# Sublimation - confused on the inks and process



## SuncoastVinyl (Jun 2, 2008)

Hi everyone, my name is Monica, this is my first post on the forum, though I have done a lot of reading and research here. I own a sign shop and have been doing it for a while and occasionally do the t-shirt transfer thing. I am looking into maybe getting into sublimation printing but I'm still a little confused on the whole process. I understand the basics but I'm still not sure 100% on the inks. I have an epson stylus 1400 and I understand that it comes with dye ink, but I'm under the impression that it's not the same as sublimation dye ink, is that correct? Can I just buy replacement cartridges? What is the best procedure here? Any info would be a great help. Thank you.


----------



## CarlT (May 23, 2007)

*Re: Sublimation*

Your on the right track.
The ink in your 1400 is NOT sublimation ink. I think it comes with Claria Inks, which is a good thing for regular transfers, but not sublimation.
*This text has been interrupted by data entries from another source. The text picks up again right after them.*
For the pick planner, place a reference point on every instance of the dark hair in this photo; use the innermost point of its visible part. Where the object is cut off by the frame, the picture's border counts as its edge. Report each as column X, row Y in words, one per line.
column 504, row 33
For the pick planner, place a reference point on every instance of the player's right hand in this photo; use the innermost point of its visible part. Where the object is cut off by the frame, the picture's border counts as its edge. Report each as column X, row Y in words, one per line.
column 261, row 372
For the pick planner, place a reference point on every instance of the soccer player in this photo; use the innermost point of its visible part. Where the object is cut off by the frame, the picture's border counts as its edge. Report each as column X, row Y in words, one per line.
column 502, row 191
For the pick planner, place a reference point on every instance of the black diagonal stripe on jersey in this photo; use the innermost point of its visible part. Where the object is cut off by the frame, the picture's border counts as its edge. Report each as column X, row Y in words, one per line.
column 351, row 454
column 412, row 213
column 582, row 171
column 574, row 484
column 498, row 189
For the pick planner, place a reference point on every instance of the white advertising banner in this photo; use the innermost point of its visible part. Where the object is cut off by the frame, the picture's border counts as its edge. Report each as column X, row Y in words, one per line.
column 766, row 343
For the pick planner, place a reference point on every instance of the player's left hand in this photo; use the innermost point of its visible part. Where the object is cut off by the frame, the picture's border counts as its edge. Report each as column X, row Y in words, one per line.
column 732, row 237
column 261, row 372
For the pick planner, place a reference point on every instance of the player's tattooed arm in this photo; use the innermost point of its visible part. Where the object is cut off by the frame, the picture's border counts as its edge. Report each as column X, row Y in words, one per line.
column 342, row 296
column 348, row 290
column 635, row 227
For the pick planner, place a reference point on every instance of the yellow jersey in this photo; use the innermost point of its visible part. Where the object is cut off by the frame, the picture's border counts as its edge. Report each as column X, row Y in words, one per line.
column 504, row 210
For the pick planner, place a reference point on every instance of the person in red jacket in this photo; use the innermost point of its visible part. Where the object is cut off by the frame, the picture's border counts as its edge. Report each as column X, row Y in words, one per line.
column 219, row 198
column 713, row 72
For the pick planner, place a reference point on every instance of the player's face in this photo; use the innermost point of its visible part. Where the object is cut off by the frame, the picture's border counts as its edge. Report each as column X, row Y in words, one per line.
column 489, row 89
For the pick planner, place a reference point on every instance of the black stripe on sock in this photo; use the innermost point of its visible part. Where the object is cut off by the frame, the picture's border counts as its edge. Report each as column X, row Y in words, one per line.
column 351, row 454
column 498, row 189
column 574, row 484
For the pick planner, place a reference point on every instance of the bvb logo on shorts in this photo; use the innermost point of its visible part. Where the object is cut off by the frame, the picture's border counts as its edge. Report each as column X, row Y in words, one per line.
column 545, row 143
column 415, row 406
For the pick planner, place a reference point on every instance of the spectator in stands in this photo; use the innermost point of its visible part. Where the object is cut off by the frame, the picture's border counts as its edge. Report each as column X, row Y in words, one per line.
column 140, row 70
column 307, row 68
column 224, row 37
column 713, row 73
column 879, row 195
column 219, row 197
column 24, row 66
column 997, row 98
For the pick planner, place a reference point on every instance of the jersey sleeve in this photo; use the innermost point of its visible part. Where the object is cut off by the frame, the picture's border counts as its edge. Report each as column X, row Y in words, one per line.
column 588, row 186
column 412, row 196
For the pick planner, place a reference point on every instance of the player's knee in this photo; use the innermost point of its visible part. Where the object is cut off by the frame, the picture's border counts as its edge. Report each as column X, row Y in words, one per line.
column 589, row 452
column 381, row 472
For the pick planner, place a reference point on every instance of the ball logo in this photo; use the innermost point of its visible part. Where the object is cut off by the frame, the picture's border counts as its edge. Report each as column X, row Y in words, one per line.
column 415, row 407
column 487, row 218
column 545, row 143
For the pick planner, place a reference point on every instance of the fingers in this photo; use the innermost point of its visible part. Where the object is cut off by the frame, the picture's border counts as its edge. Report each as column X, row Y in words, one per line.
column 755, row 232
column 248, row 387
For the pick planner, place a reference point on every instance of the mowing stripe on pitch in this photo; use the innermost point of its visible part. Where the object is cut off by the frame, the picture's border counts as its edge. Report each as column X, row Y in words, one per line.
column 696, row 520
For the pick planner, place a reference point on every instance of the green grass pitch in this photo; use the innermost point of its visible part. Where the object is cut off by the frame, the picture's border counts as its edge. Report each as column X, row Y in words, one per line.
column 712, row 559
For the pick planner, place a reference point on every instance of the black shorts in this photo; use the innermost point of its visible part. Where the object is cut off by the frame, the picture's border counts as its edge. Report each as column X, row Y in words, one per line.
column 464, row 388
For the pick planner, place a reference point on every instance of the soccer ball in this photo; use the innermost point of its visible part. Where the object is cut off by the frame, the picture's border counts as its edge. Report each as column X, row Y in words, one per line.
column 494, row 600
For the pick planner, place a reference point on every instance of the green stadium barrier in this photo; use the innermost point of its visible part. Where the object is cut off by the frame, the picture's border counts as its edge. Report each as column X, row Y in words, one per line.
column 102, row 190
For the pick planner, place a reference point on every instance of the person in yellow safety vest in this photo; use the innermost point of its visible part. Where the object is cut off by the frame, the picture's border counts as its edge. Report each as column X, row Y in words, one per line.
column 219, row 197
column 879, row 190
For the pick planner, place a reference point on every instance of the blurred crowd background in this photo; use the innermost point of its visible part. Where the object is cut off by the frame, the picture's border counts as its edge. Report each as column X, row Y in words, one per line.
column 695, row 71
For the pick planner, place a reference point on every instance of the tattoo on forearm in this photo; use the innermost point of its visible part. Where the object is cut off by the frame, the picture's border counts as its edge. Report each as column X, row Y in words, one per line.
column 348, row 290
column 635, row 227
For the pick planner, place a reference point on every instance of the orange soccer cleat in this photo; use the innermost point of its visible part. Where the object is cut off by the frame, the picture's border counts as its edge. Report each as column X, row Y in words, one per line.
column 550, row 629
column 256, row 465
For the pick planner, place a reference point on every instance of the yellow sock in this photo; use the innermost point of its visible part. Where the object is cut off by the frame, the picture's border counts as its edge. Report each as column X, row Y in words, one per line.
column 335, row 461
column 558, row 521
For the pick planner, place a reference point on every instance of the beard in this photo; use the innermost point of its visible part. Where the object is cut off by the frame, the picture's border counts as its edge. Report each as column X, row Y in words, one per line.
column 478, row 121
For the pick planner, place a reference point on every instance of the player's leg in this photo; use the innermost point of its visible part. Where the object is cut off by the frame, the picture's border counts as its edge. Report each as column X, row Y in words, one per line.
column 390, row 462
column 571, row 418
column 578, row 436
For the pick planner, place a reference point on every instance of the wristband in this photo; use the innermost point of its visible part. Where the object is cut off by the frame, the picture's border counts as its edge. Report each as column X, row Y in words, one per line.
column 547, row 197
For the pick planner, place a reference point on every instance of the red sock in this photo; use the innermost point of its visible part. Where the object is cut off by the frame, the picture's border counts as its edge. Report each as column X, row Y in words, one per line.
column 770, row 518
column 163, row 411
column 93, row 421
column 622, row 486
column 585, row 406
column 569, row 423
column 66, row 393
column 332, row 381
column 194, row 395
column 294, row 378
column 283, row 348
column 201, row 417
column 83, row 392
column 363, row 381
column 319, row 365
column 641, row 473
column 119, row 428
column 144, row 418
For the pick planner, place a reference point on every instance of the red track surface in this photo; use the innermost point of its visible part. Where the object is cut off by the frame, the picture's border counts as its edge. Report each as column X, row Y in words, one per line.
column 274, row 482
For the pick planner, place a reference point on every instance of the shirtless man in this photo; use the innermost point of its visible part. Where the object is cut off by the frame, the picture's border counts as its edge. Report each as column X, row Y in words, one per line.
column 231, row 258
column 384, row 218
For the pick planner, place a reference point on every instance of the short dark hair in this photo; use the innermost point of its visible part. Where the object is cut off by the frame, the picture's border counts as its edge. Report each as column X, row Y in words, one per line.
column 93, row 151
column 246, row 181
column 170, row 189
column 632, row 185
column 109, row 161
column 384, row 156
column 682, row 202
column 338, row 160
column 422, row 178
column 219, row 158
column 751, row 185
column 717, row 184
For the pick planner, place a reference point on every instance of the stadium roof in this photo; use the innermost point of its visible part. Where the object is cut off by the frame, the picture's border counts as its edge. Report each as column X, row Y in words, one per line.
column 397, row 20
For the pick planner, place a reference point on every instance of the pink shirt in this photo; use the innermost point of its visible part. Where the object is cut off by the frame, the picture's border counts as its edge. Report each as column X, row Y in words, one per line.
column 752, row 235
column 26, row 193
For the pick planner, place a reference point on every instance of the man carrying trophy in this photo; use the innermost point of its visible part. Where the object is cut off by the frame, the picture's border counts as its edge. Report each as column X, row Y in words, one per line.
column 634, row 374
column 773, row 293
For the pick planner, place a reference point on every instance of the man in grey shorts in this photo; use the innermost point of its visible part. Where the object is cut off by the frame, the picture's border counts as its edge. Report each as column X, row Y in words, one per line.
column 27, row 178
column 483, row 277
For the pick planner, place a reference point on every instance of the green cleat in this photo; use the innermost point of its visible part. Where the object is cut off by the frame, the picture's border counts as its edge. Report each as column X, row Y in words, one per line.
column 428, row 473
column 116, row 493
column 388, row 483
Sublimation ink does not come in any printer on the market. You have to buy them from Sawgrass or one of their distributors. You can buy cartridges to begin with but if you plan on doing any number of sublimation shirts and other products, then bulk is the way to go.
I, myself, if the cost were not a problem, would go ahead and get a bulk ink system for your 1400 and be done with it. You save money in the long run.

Hope that helps a little.


----------



## plan b (Feb 21, 2007)

*Re: Sublimation*

Welcome to the forum! You do need different ink than what you currently have in your 1400 ,, you need sublimation ink,, it is realatively expensive start up but the ink is really a small portion of the costs, the substrates are the expensive part of the whole thing, Alpha Graphics supply is one of the forum members if you look to the left of the screen under prefered vendors list you will see the link,, they are about education and have a lot of information on that site, wold be a great place to start.


Good Luck!


----------



## charles95405 (Feb 1, 2007)

*Re: Sublimation*

I use a 1400 and sublimation ink in a bulk system. If you go with cartridges, you will pay around $75 per cart..a bulk system from a reputable dealer...stay away from ebay knock offs...unless you are pretty tech savvy..anyway a bulk system with hardware and ink will be in the neighborhood of $1300 or so...but you will save a ton of money in the long run..


----------



## HawgDawg (Jul 11, 2008)

*Re: Sublimation*

Whats the best bulk system for the 1400

Dawg


----------



## charles95405 (Feb 1, 2007)

*Re: Sublimation*

I would buy the ink and bulk system from the same source....that way if you have problems with profiles or other matters you only have one tech support to deal with.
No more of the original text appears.